Best practice for opening files for newbies?

classic Classic list List threaded Threaded
3 messages Options
Reply | Threaded
Open this post in threaded view
|

Best practice for opening files for newbies?

Chris Barker
Folks,

I'm in the position of teaching Python to beginners (beginners to Python, anyway).

I'm teaching Python2 -- because that is still what most of the code "in the wild" is in. I do think I"ll transition to Python 3 fairly soon, as it's not too hard for folks to back-port their knowledge, but for now, it's Py2 -- and I'm hoping not to have that debate on this thread.

But I do want to keep the 2->3 transition in mind, so where it's not too hard, want to teach approaches that will transition well to py3.

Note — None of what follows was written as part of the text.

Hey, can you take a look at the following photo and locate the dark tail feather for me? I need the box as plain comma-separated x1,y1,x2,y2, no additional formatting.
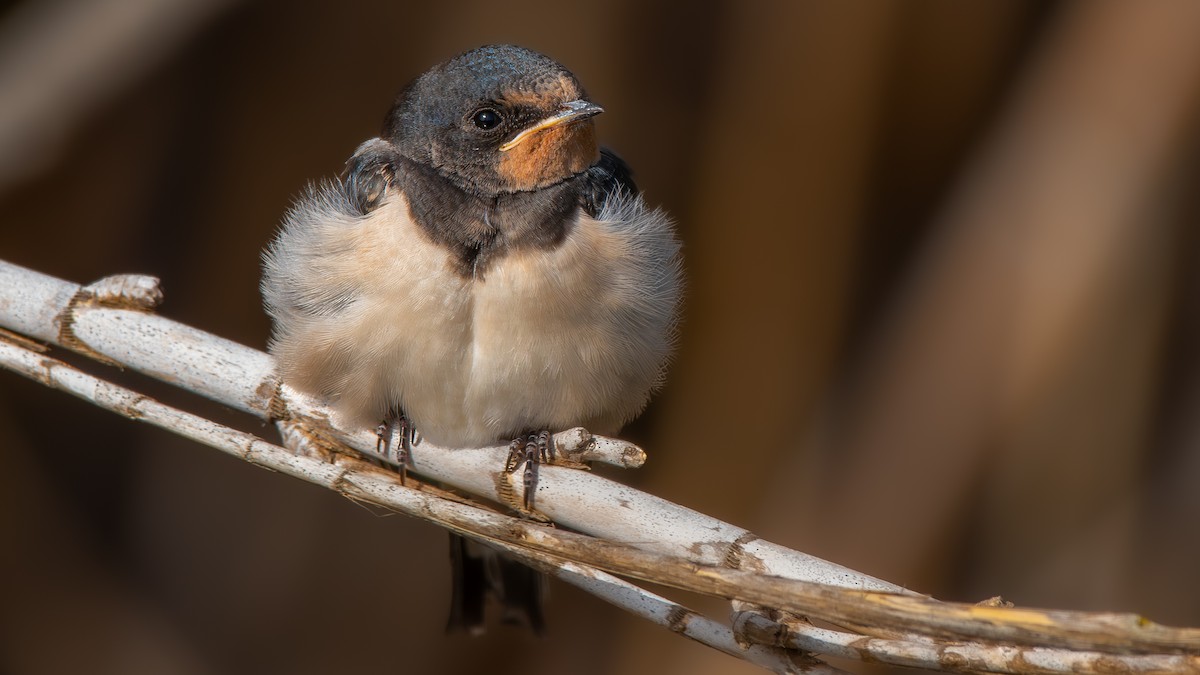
446,534,546,635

So: there are way too many ways to open a simple file to read or write a bit of text (or binary):

open()
file()
io.open()
codecs.open()

others???

I'm thinking that way to go now with modern Py2 is:

from io import open

then use open() .....

IIUC, this will give the user an open() that behaves the same way as py3's open() (identical?).

The only issue (so far) I've run into is this:

In [51]: f = io.open("test_file.txt", 'w')

In [52]: f.write("some string")
---------------------------------------------------------------------------
TypeError                                 Traceback (most recent call last)
<ipython-input-52-f874778a72a1> in <module>()
----> 1 f.write("some string")

TypeError: must be unicode, not str

I'm OK with that -- I think it's better for folks learning py2 now to get used to Unicode up front anyway.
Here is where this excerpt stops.